These lights need to be horizontal as the element migrates down one end and creates a hot spot otherwise. Is this the problem?

Reply to
F Murtz

The 2D fluro jobbies are nice for indoor and close work, but sometimes the heat projected from the halogen ones is welcome!

Not moving them when hot seems to be the way to keep the lamps working.

Reply to
John Rumm

Thanks all. Will try lower power bulbs, and may also invest in a fluorescent one.

(Don't tend to move it around when hot, but I suspect lots of unplugging/replugging doesn't help.)

Reply to
Piers

...and letting it cool down, too...

They really are incredibly fragile. Look at 'em boz-eyed, and they bulbs go.

Reply to
Adrian

If you have access to a Costco they have an LED version of a lamp that looks like yours. They only usually sell decent stuff and are amazingly good at giving refunds in case of any problem.

Reply to
Murmansk

It's a Dulalite one, 5000K, 17.5W.

I mounted one about 25' over my parents' driveway a few months ago, and it's still working well. The light output was higher and better quality than the 20W LED light I actually bought for the purpose.

I can't yet tell how long it will last, but it's had some of the heaviest rain we've ever had during that period. I did some minor mods to waterproof it when using a different mount, but it's pretty well waterproofed anyway.
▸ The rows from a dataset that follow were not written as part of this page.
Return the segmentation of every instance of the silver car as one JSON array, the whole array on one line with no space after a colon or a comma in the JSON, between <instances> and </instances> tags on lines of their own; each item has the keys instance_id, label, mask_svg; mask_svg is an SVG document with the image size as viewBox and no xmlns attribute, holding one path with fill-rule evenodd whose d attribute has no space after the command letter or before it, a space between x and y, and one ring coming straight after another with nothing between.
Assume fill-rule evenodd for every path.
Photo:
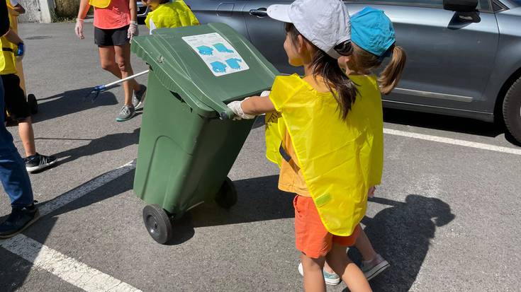
<instances>
[{"instance_id":1,"label":"silver car","mask_svg":"<svg viewBox=\"0 0 521 292\"><path fill-rule=\"evenodd\" d=\"M282 73L288 64L283 25L266 8L284 0L185 0L201 23L221 22L247 37ZM402 80L384 106L501 120L521 142L521 0L345 1L394 23L407 51Z\"/></svg>"}]
</instances>

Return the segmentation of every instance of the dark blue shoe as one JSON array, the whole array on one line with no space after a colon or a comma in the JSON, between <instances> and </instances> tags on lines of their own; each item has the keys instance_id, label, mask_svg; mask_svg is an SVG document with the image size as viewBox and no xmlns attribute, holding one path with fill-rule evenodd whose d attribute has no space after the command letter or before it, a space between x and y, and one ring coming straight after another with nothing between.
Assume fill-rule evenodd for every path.
<instances>
[{"instance_id":1,"label":"dark blue shoe","mask_svg":"<svg viewBox=\"0 0 521 292\"><path fill-rule=\"evenodd\" d=\"M20 233L39 218L40 212L34 204L26 207L13 207L7 220L0 224L0 238L11 238Z\"/></svg>"}]
</instances>

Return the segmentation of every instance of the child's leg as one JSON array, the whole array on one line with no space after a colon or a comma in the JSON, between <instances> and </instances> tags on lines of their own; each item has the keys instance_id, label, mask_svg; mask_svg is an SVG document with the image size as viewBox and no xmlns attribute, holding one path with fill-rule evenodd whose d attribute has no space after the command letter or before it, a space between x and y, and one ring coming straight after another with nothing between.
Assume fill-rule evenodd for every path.
<instances>
[{"instance_id":1,"label":"child's leg","mask_svg":"<svg viewBox=\"0 0 521 292\"><path fill-rule=\"evenodd\" d=\"M364 229L360 228L360 235L357 238L357 243L354 246L358 249L362 254L362 257L364 261L370 261L374 259L376 256L376 252L374 251L373 245L369 241L369 238L367 238L366 233Z\"/></svg>"},{"instance_id":2,"label":"child's leg","mask_svg":"<svg viewBox=\"0 0 521 292\"><path fill-rule=\"evenodd\" d=\"M304 271L304 291L306 292L325 292L325 282L322 273L325 257L313 259L303 253L301 255L301 262Z\"/></svg>"},{"instance_id":3,"label":"child's leg","mask_svg":"<svg viewBox=\"0 0 521 292\"><path fill-rule=\"evenodd\" d=\"M333 243L326 259L335 272L342 277L352 292L371 291L371 286L364 273L347 257L347 247ZM304 274L306 275L306 273Z\"/></svg>"},{"instance_id":4,"label":"child's leg","mask_svg":"<svg viewBox=\"0 0 521 292\"><path fill-rule=\"evenodd\" d=\"M26 151L26 157L36 154L36 146L34 143L34 131L30 117L18 122L18 134L23 144L23 150Z\"/></svg>"}]
</instances>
Even the on/off slide switch on the back is just sliding a magnet, which operates a reed switch through the continuous plastic back.

Reply to
Andrew Gabriel

I have some 100w 117mm tubes, but I did buy them a few years ago,

Reply to
charles

It is if you buy from the likes of B&Q. Their bulbs can fail,before being used. ;-)

Get some from a decent electrical wholesaler like TLC.

Reply to
Dave Plowman (News)

Goodness me, I wouldn't buy anything like that from a shed ... I'd buy it from the cheapest seller on ebay :-).

I just bought a couple of branded bulbs from RS, as I needed to make the order up to get free postage. Will see how they perform.

Reply to
Piers

Right. ;-)

I've got one, and a replacement from TLC has lasted pretty well so far. The snag with the LED ones is they simply ain't anything like as bright. For where you need decent working light.

Reply to
Dave Plowman (News)

They are just shit and never last. Instead of buying any more of those, I'm looking seriously at LED arrays.

Reply to
Grimly Curmudgeon

I mostly use CFLs for this. Presumably you could convert it if you want. LEDs are better for small low light ouput tasks.

NT

Reply to
meow2222

You can get an LED array that gives the same light as a 400w halogen?